Lance from the UK is planning on biking the Annapurna circuit and therefore has a mountain bike. My eyes lit up when he arrived, he read me like a book and said if you ever want to go for a ride please go!
We heard there was cheese for sale in town and everyone started talking pizza. So I volunteered to go get everything on Lance's bike.
I set off at 6.30 am for the 800 M vertical drop in about 8 km ride.
My day dreams of cruising through the country side at pace was dashed by the track full of sharp rocks. It was complex, rutted, and came across buffalo walking who absolutely freak out at seeing a bright bicycle.  At one stage I came around the corner suddenly confronted by with a stand off of 3 buffalo. The local walking them was tense, the buffalo swaying his head as if he was choosing which side of me to bold for. With the help of another scared local we gingerly carried the bike down a bank into the bush's. We waited and watched the bulls pass.
I figured the bike was almost silent and was far quicker down the track than any motorbike or 4x4 jeep. So I kept surprising people and animals as I turned up. On the way up I surprised a group of monkeys feeding on the sides of the road. I slammed the breaks on and counted 6 run across only meters in front of me.
In all it was a 40 minute ride down and a 2 hrs 10 up. I had about 12+ kg of fruit and vegetables in the pack including a whole kg of yummy yak cheese. Whole shopping trip took 6 hrs as each stall would only have one thing I needed or try and charge me double.
The pizza that night was fabulous!

Sunday, October 19, 2014

Fixing a PC

Shamser came to and said "I need you to fix a PC, its for an important man, please come?"
Sure I said, so off we went to a stone house typical of the village, inside the bedroom with clay mud floor and walls with a cieling hi enough for me to sit on the bed just in between the wooden ceiling beam, there was the PC on the floor.
First it gave me a small electric shock from the case, but that is all it did.
So I said "I needed to take it home" not knowing where to even start.
I spent the next 45 minutes listening to Shamser talk passionately about his new school and drinking sweet tea pulling faces at a 1 year old baby.
Once home there was a power cut for 24 hours so I helped my self to the radio repeater shed which has a good UPS. Check the array of car battery's!

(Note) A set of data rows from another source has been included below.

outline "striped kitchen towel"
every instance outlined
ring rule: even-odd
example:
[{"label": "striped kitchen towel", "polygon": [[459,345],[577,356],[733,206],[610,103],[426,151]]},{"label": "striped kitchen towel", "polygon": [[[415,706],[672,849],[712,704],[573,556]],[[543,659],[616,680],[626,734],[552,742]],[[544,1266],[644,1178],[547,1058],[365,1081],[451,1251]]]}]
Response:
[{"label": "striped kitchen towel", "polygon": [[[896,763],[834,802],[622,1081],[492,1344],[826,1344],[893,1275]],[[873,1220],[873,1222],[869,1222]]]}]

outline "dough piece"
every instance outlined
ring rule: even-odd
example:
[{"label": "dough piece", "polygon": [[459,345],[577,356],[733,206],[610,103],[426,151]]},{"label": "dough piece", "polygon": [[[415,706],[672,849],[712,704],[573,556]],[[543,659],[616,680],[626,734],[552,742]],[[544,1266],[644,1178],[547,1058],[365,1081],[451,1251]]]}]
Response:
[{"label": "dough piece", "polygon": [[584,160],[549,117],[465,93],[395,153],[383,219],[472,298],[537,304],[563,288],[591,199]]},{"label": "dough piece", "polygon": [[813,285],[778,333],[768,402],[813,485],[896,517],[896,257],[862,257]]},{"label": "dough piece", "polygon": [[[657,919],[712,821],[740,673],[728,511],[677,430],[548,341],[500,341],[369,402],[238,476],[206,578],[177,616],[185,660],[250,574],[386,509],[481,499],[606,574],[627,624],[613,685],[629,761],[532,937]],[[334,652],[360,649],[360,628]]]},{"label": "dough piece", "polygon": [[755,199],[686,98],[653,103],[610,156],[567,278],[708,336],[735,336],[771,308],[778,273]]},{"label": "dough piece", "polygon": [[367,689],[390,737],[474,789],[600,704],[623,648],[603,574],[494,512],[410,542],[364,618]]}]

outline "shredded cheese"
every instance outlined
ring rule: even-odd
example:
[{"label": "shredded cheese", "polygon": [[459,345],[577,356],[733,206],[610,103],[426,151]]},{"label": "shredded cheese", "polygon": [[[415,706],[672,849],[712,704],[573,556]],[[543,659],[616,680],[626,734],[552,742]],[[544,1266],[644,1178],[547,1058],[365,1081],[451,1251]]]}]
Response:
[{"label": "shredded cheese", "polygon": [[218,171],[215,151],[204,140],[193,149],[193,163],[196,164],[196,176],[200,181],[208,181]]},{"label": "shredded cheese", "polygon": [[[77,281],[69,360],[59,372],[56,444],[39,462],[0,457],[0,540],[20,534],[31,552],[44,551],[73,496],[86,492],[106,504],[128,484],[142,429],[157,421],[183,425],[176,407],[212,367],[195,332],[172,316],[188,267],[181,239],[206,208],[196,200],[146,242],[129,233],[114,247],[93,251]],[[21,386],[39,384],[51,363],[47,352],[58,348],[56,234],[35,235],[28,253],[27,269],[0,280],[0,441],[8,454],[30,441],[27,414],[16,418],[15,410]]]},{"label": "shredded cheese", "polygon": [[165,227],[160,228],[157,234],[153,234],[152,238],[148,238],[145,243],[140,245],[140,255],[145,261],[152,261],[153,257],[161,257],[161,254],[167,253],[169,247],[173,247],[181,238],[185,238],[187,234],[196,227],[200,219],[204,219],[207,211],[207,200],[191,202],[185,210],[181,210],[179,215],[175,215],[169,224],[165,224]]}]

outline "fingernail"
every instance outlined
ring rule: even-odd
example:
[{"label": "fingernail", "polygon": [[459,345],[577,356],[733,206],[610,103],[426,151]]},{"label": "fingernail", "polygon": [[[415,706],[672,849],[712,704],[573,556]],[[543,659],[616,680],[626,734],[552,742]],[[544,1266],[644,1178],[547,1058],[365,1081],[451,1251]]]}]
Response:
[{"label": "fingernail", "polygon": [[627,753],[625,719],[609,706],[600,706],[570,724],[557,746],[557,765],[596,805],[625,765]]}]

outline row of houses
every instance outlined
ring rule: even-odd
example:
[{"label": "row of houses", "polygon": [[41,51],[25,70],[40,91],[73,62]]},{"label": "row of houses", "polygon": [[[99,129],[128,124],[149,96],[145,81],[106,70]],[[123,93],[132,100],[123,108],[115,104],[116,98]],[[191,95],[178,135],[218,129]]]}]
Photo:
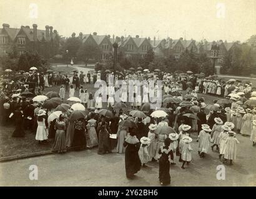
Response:
[{"label": "row of houses", "polygon": [[37,24],[33,24],[32,28],[21,25],[17,29],[3,24],[0,29],[0,56],[5,56],[10,50],[15,49],[17,56],[26,51],[32,51],[50,58],[58,53],[59,49],[59,37],[52,26],[46,25],[45,30],[39,30]]},{"label": "row of houses", "polygon": [[[72,37],[76,37],[73,33]],[[196,53],[205,53],[207,57],[217,56],[217,63],[220,63],[225,54],[230,50],[237,42],[227,42],[222,40],[217,42],[207,42],[206,40],[197,42],[195,40],[185,40],[183,38],[172,39],[170,37],[162,40],[153,39],[150,37],[140,37],[136,35],[133,37],[111,37],[108,35],[98,35],[97,32],[92,34],[83,34],[81,32],[77,37],[84,45],[95,45],[101,49],[102,61],[107,60],[109,55],[112,54],[113,44],[118,44],[118,51],[122,52],[124,56],[131,60],[134,58],[143,58],[148,50],[152,49],[157,57],[168,57],[170,55],[175,58],[179,58],[180,55],[186,50]],[[217,55],[213,55],[213,46],[218,47]],[[214,52],[216,53],[216,52]]]},{"label": "row of houses", "polygon": [[[6,55],[8,50],[16,47],[17,55],[21,55],[25,51],[37,52],[46,58],[51,58],[59,53],[60,37],[52,26],[46,25],[44,30],[37,29],[36,24],[29,26],[22,25],[19,29],[11,28],[9,24],[3,24],[0,29],[0,56]],[[131,61],[143,58],[148,50],[152,49],[157,57],[169,57],[172,55],[179,58],[185,50],[188,50],[195,53],[206,53],[208,57],[212,57],[212,46],[218,46],[218,57],[219,63],[225,54],[230,50],[236,42],[227,42],[222,40],[207,42],[206,40],[197,42],[195,40],[185,40],[183,38],[172,39],[170,37],[162,40],[153,39],[150,37],[115,37],[110,35],[99,35],[97,32],[83,34],[80,32],[77,37],[76,34],[72,37],[81,40],[84,45],[96,45],[101,50],[101,56],[97,61],[106,60],[113,52],[113,44],[118,44],[118,51]],[[216,52],[214,52],[215,53]],[[91,57],[95,59],[95,57]]]}]

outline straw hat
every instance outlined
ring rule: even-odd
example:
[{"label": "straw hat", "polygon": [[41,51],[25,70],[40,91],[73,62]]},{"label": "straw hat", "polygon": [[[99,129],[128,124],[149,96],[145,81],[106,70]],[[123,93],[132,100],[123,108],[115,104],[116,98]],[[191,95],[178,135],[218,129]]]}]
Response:
[{"label": "straw hat", "polygon": [[212,131],[212,129],[210,129],[210,127],[207,127],[207,126],[202,127],[202,129],[203,129],[204,131],[206,131],[206,132],[211,132]]},{"label": "straw hat", "polygon": [[147,137],[142,137],[140,138],[140,142],[143,144],[150,144],[150,139]]},{"label": "straw hat", "polygon": [[223,125],[222,126],[222,129],[224,131],[231,131],[231,128],[229,127],[229,126],[226,126],[226,125]]},{"label": "straw hat", "polygon": [[225,110],[225,111],[226,111],[227,113],[229,113],[229,112],[230,111],[230,108],[229,108],[229,107],[226,107],[224,110]]},{"label": "straw hat", "polygon": [[249,108],[246,109],[246,111],[247,111],[248,113],[251,113],[252,110]]},{"label": "straw hat", "polygon": [[184,124],[182,126],[182,131],[189,131],[189,129],[191,129],[191,126],[187,125],[187,124]]},{"label": "straw hat", "polygon": [[190,143],[192,141],[192,139],[189,136],[184,136],[182,137],[182,141],[185,143]]},{"label": "straw hat", "polygon": [[229,134],[229,135],[230,135],[231,136],[234,136],[236,134],[236,133],[235,132],[232,131],[229,131],[227,133]]},{"label": "straw hat", "polygon": [[178,139],[179,134],[177,134],[177,133],[174,133],[174,132],[170,133],[169,135],[169,137],[171,141],[175,141]]},{"label": "straw hat", "polygon": [[208,124],[203,124],[201,125],[201,126],[202,126],[202,127],[206,127],[207,128],[210,127],[210,126],[209,126]]},{"label": "straw hat", "polygon": [[224,124],[224,126],[227,126],[228,127],[229,127],[231,129],[231,130],[233,129],[235,127],[235,124],[234,124],[231,122],[225,122],[225,124]]},{"label": "straw hat", "polygon": [[220,118],[215,118],[214,121],[218,124],[222,124],[223,121]]},{"label": "straw hat", "polygon": [[149,129],[151,131],[155,131],[157,128],[157,124],[150,124],[149,126]]},{"label": "straw hat", "polygon": [[40,109],[37,114],[37,116],[46,116],[46,111],[43,109]]}]

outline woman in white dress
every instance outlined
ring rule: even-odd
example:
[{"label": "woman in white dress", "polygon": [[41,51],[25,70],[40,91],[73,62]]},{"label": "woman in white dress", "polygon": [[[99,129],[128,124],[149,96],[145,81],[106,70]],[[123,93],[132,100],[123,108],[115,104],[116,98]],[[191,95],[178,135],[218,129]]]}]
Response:
[{"label": "woman in white dress", "polygon": [[202,126],[202,131],[199,132],[199,151],[198,153],[200,158],[204,157],[205,154],[208,152],[210,147],[210,142],[211,141],[210,135],[209,133],[212,130],[209,127]]},{"label": "woman in white dress", "polygon": [[149,102],[149,86],[147,83],[145,83],[143,86],[143,100],[142,103],[146,103]]},{"label": "woman in white dress", "polygon": [[44,87],[49,87],[48,75],[44,75]]},{"label": "woman in white dress", "polygon": [[152,161],[155,160],[154,157],[155,157],[157,152],[157,139],[156,139],[155,134],[154,132],[157,128],[157,124],[150,124],[149,126],[149,131],[147,134],[147,137],[150,139],[150,143],[149,144],[147,149]]},{"label": "woman in white dress", "polygon": [[48,139],[47,124],[44,117],[46,116],[46,111],[39,110],[37,114],[37,129],[36,129],[36,140],[39,144]]},{"label": "woman in white dress", "polygon": [[243,123],[242,124],[241,134],[243,136],[250,136],[252,131],[252,110],[249,108],[246,109],[247,113],[243,117]]},{"label": "woman in white dress", "polygon": [[86,126],[87,132],[86,135],[86,144],[88,148],[92,148],[98,146],[98,139],[97,137],[96,126],[97,121],[93,118],[93,116],[91,116],[90,120],[88,121],[88,124]]},{"label": "woman in white dress", "polygon": [[227,163],[227,160],[230,160],[230,164],[232,165],[232,160],[235,160],[237,156],[237,144],[239,144],[239,141],[234,137],[235,132],[229,131],[229,137],[227,138],[225,144],[226,149],[225,150],[224,163]]},{"label": "woman in white dress", "polygon": [[222,155],[225,154],[225,150],[226,149],[225,142],[227,138],[229,137],[229,134],[227,132],[231,131],[231,129],[225,124],[222,126],[222,131],[220,132],[219,136],[220,139],[220,155],[219,155],[219,158],[220,159],[220,160],[221,160]]}]

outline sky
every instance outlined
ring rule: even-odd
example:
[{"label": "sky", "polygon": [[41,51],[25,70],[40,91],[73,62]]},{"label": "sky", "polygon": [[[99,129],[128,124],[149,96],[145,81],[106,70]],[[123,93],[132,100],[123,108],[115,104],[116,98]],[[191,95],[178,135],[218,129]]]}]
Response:
[{"label": "sky", "polygon": [[151,39],[244,42],[256,34],[256,0],[0,0],[0,23]]}]

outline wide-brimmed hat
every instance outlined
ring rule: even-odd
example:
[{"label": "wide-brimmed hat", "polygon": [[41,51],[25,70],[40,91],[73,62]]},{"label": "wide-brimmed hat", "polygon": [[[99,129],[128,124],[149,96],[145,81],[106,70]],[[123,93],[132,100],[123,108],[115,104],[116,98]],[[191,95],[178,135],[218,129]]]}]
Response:
[{"label": "wide-brimmed hat", "polygon": [[235,99],[235,98],[230,98],[229,100],[234,100],[234,101],[237,101],[237,100]]},{"label": "wide-brimmed hat", "polygon": [[249,108],[247,108],[247,109],[246,109],[246,111],[247,111],[248,113],[251,113],[251,112],[252,112],[252,110],[251,110],[250,109],[249,109]]},{"label": "wide-brimmed hat", "polygon": [[229,112],[229,111],[230,111],[230,107],[226,107],[224,110],[226,112]]},{"label": "wide-brimmed hat", "polygon": [[227,133],[229,134],[229,135],[232,136],[234,136],[236,134],[235,132],[232,131],[229,131]]},{"label": "wide-brimmed hat", "polygon": [[151,131],[155,131],[157,128],[157,124],[150,124],[149,126],[149,129]]},{"label": "wide-brimmed hat", "polygon": [[218,124],[222,124],[223,121],[220,118],[215,118],[214,121]]},{"label": "wide-brimmed hat", "polygon": [[223,125],[222,126],[222,129],[224,131],[231,131],[231,128],[229,126],[227,126],[227,125]]},{"label": "wide-brimmed hat", "polygon": [[46,116],[46,111],[43,109],[40,109],[37,114],[37,116]]},{"label": "wide-brimmed hat", "polygon": [[182,126],[182,131],[189,131],[189,129],[191,129],[191,126],[187,125],[187,124],[184,124]]},{"label": "wide-brimmed hat", "polygon": [[235,127],[235,124],[231,122],[225,122],[224,126],[227,126],[231,129],[231,130]]},{"label": "wide-brimmed hat", "polygon": [[150,139],[147,137],[142,137],[140,138],[140,142],[143,144],[149,144],[150,143]]},{"label": "wide-brimmed hat", "polygon": [[210,127],[210,126],[209,126],[208,124],[203,124],[201,125],[201,126],[202,127],[208,127],[208,128]]},{"label": "wide-brimmed hat", "polygon": [[170,133],[169,134],[169,138],[170,138],[171,141],[175,141],[178,139],[179,134],[174,132]]},{"label": "wide-brimmed hat", "polygon": [[203,129],[204,131],[206,131],[206,132],[211,132],[212,131],[212,129],[210,129],[209,127],[207,127],[207,126],[202,126],[202,129]]},{"label": "wide-brimmed hat", "polygon": [[182,137],[182,141],[186,143],[190,143],[192,141],[192,139],[189,136],[184,136]]}]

Without going into step by step, I found 3 faults.
*RAM was faulty 
*Keyboard wire had been cut and someone had stripped all the wires to make a good connection and taped them together. Eg shorting them all together.
*The 4 way power box had a surge protector and somehow had  faulted in such a way it made the chassis give a small electric shock. This I don't really under stand, the houses have no earth and the neutral has a fuse as well as the live circuit. None of the cabling is colour coded. Blue for everything sometimes yellow for the whole house.
So robing some parts from another old computer it was all go.

Under the monitor is a Radio transmitter reading 240watts at 101.5 MHz FM
A small digital receiver was hanging on the wall.